Many laptops also include an internal MiniPCI slot, but as with the CPU, the internal slot is restricted in the range of cards that can be installed. The widespread adoption of USB mitigates I/O connectivity to a great degree, although the user must carry the USB peripheral as a separate item.
NVidia and ATI have proposed a standardized interface for laptop GPU upgrades (such as an MXM), but again, choices are limited compared to the desktop PCIe/AGP aftermarket.
Performance
For a given price range (and manufacturing base), laptop computational power has traditionally trailed that of desktops.

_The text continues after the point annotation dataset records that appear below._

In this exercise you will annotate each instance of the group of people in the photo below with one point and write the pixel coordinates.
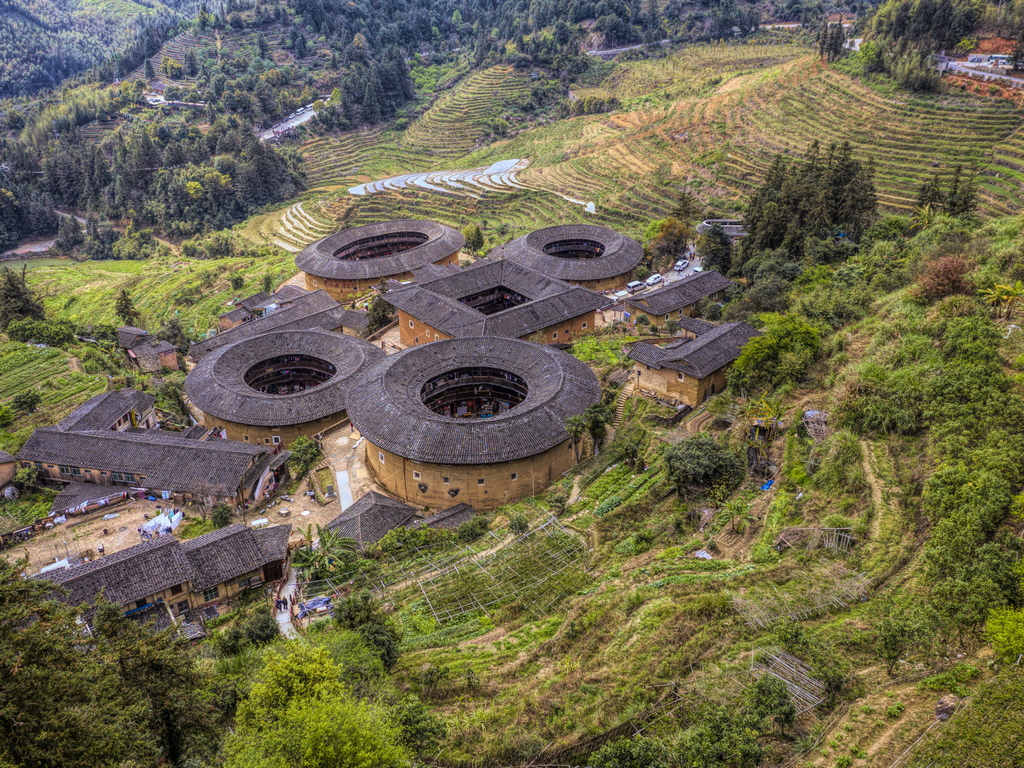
(284, 602)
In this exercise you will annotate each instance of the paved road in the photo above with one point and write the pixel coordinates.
(304, 116)
(960, 67)
(616, 51)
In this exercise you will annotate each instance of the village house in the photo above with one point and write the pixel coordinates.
(146, 352)
(257, 305)
(8, 465)
(294, 309)
(174, 577)
(677, 299)
(494, 298)
(375, 514)
(687, 372)
(107, 441)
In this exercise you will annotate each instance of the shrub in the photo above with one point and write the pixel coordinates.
(945, 276)
(472, 529)
(701, 463)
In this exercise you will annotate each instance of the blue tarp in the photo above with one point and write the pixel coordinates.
(312, 605)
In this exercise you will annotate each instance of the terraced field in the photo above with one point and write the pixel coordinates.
(907, 137)
(708, 119)
(454, 124)
(291, 228)
(51, 373)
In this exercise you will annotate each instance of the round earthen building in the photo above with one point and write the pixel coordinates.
(274, 387)
(354, 260)
(473, 420)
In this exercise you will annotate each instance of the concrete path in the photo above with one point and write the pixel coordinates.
(344, 489)
(285, 616)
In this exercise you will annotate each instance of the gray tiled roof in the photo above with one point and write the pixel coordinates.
(127, 576)
(436, 302)
(103, 411)
(450, 518)
(621, 255)
(76, 493)
(229, 553)
(217, 385)
(700, 356)
(371, 517)
(694, 325)
(388, 410)
(141, 570)
(247, 306)
(166, 460)
(681, 293)
(313, 310)
(318, 259)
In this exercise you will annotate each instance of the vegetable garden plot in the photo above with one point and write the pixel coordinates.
(536, 571)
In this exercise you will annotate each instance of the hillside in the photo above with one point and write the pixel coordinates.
(43, 42)
(709, 120)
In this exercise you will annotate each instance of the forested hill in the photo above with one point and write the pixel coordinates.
(43, 42)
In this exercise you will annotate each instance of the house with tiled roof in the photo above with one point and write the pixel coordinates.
(678, 299)
(146, 352)
(179, 577)
(117, 411)
(97, 443)
(690, 370)
(495, 298)
(313, 310)
(8, 466)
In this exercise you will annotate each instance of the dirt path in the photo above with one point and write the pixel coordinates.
(878, 499)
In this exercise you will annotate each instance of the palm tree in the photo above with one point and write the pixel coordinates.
(577, 427)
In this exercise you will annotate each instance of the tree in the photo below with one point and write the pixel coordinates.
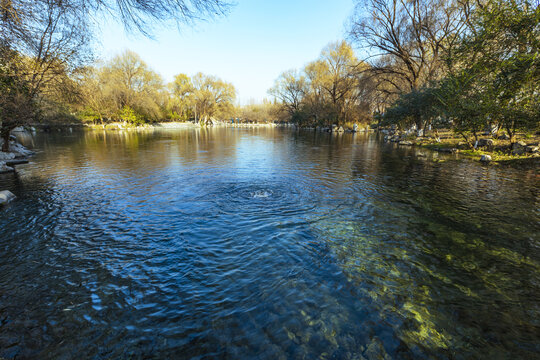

By virtue of their usage goals, laptops prioritize energy-efficiency and bulk over absolute performance. Desktop computers and their modular components are built to fit much larger standard enclosures, along with the expectation of (AC) wall-power. As such, energy-efficiency and portability for desktops are secondary design goals compared to absolute performance.
For typical home (personal-use) applications, where the computer spends the majority of its time sitting idle for the next user-input, laptops of the thin-client type or larger, are generally fast enough to achieve transparency. 3D-gaming, multimedia (video) encoding and playback, and analysis-packages (database, math, engineering, financial, etc.) are areas where desktops still offer the casual user a compelling advantage.